# New Car Protection Detail In West Sussex



## Arran

Hello,

I’m looking for recommendations of someone to carry out a new car paint protection detail in West Sussex please?

Thanks 

Arran


----------



## chongo

Arran said:


> Hello,
> 
> I'm looking for recommendations of someone to carry out a new car paint protection detail in West Sussex please?
> 
> Thanks
> 
> Arran


Why not do it yourself bud:thumb: it's not hard at all and it will save you plenty of pennies


----------



## Mikec996

Not quite West Sussex, but can recommend Detail Monkey in Uckfield.
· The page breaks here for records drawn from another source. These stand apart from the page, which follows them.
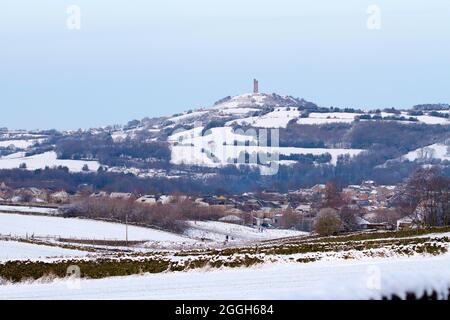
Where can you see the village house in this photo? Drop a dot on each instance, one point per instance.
(147, 199)
(121, 195)
(60, 197)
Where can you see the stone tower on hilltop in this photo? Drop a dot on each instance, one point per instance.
(255, 86)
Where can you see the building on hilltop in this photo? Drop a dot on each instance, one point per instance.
(255, 86)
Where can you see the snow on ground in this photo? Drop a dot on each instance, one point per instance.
(243, 100)
(20, 144)
(328, 117)
(433, 120)
(25, 209)
(187, 116)
(336, 279)
(279, 118)
(239, 111)
(193, 155)
(217, 231)
(44, 226)
(217, 148)
(40, 161)
(434, 151)
(13, 250)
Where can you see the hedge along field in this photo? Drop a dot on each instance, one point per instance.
(16, 271)
(123, 265)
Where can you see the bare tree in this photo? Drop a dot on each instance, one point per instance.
(327, 222)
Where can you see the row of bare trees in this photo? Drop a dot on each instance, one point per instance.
(169, 216)
(426, 198)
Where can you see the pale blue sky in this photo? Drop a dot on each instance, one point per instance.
(140, 58)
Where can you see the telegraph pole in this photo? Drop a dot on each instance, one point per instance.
(126, 229)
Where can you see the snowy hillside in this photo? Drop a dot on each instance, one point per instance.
(218, 231)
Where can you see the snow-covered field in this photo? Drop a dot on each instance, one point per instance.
(43, 226)
(20, 144)
(218, 149)
(434, 151)
(217, 231)
(279, 118)
(343, 279)
(24, 209)
(328, 117)
(40, 161)
(13, 250)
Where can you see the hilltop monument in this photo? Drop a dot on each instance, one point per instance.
(255, 86)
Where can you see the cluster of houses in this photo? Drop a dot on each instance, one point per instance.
(32, 195)
(265, 209)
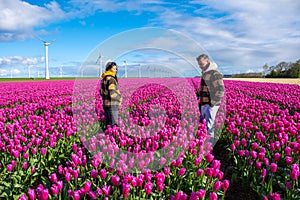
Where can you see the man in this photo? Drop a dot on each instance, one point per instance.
(110, 93)
(211, 92)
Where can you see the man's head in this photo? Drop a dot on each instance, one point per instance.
(203, 61)
(111, 66)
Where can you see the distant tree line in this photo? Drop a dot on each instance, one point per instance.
(283, 70)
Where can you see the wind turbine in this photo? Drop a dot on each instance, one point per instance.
(46, 44)
(125, 64)
(61, 71)
(100, 59)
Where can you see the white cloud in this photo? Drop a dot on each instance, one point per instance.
(19, 18)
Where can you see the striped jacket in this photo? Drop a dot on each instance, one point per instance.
(211, 86)
(109, 91)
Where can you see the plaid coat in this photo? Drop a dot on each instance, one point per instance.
(109, 91)
(211, 87)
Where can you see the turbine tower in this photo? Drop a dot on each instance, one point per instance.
(100, 59)
(46, 44)
(125, 64)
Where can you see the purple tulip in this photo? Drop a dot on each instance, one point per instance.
(125, 190)
(181, 172)
(277, 156)
(43, 151)
(76, 195)
(53, 177)
(201, 193)
(115, 180)
(92, 195)
(103, 174)
(213, 196)
(273, 167)
(217, 185)
(209, 157)
(94, 173)
(148, 187)
(106, 190)
(87, 186)
(200, 172)
(31, 194)
(55, 189)
(23, 197)
(10, 167)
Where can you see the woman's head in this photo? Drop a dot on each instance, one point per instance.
(111, 66)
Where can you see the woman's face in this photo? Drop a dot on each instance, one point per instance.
(114, 69)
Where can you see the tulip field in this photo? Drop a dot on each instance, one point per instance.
(54, 144)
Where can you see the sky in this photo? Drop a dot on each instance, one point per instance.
(240, 36)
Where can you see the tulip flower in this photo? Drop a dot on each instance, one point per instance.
(213, 196)
(277, 156)
(115, 180)
(103, 174)
(106, 190)
(148, 187)
(10, 167)
(181, 172)
(43, 151)
(201, 193)
(23, 197)
(94, 173)
(217, 185)
(31, 194)
(273, 167)
(87, 186)
(55, 189)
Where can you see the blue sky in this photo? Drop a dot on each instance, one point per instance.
(241, 36)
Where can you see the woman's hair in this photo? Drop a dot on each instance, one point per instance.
(110, 65)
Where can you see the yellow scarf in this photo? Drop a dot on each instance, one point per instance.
(107, 73)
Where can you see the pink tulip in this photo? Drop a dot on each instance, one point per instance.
(217, 185)
(213, 196)
(201, 193)
(288, 160)
(225, 185)
(106, 190)
(43, 151)
(277, 156)
(199, 172)
(181, 172)
(103, 174)
(148, 188)
(273, 167)
(87, 186)
(94, 173)
(125, 190)
(166, 171)
(31, 194)
(23, 197)
(76, 195)
(10, 167)
(55, 189)
(92, 195)
(53, 178)
(209, 157)
(115, 180)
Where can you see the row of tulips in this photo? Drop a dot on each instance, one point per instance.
(284, 95)
(45, 153)
(264, 139)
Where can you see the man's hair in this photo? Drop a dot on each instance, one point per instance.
(110, 65)
(202, 56)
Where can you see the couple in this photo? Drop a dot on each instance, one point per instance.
(210, 93)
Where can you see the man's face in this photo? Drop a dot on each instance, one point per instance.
(203, 62)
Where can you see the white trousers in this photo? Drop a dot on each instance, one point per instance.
(209, 114)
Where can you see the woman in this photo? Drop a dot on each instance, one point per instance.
(111, 96)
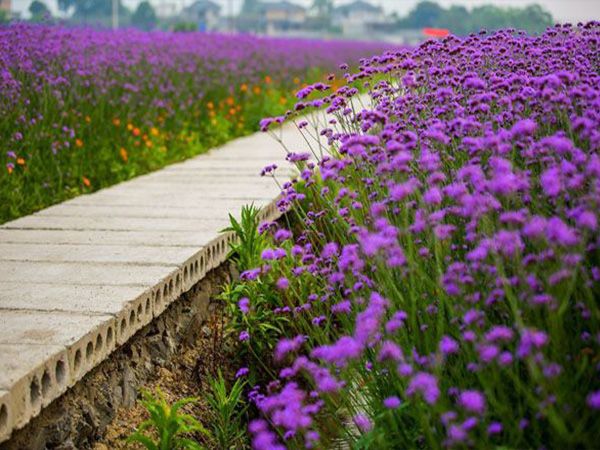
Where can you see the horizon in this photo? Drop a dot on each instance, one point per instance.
(561, 10)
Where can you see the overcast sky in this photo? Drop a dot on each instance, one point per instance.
(562, 10)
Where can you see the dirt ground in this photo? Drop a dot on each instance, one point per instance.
(186, 376)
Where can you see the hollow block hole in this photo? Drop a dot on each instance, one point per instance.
(59, 372)
(89, 351)
(46, 383)
(77, 361)
(3, 417)
(34, 391)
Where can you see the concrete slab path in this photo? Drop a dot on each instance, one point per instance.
(80, 278)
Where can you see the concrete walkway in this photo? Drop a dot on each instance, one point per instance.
(80, 278)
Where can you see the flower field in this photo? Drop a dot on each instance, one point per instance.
(438, 283)
(83, 109)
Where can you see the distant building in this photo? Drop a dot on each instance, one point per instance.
(204, 13)
(354, 19)
(282, 16)
(166, 9)
(5, 5)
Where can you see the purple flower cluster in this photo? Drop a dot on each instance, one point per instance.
(83, 108)
(448, 246)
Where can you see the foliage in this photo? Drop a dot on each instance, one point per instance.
(184, 27)
(227, 411)
(167, 428)
(91, 10)
(83, 109)
(440, 287)
(461, 21)
(262, 324)
(39, 11)
(246, 250)
(144, 17)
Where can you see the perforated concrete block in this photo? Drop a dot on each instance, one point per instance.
(6, 415)
(88, 339)
(33, 375)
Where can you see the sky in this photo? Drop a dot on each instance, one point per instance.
(562, 10)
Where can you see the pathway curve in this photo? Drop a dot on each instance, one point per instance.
(80, 278)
Haven’t done my car, but seen a lot of their work. 


Sent from my iPhone using Tapatalk


----------



## das6dan

Arran said:


> Hello,
> 
> I'm looking for recommendations of someone to carry out a new car paint protection detail in West Sussex please?
> 
> Thanks
> 
> Arran


I'm with the other guy, DIY would be far more satisfying  However probably never the same as a complete pro, they'll notice things we simply just don't.

Wouldn't really want to do ceramic myself though!

My old man just had his A5 done by these guys http://www.theultimatefinish.co.uk/, I nearly choked at home much inheritance he'd given them though!


----------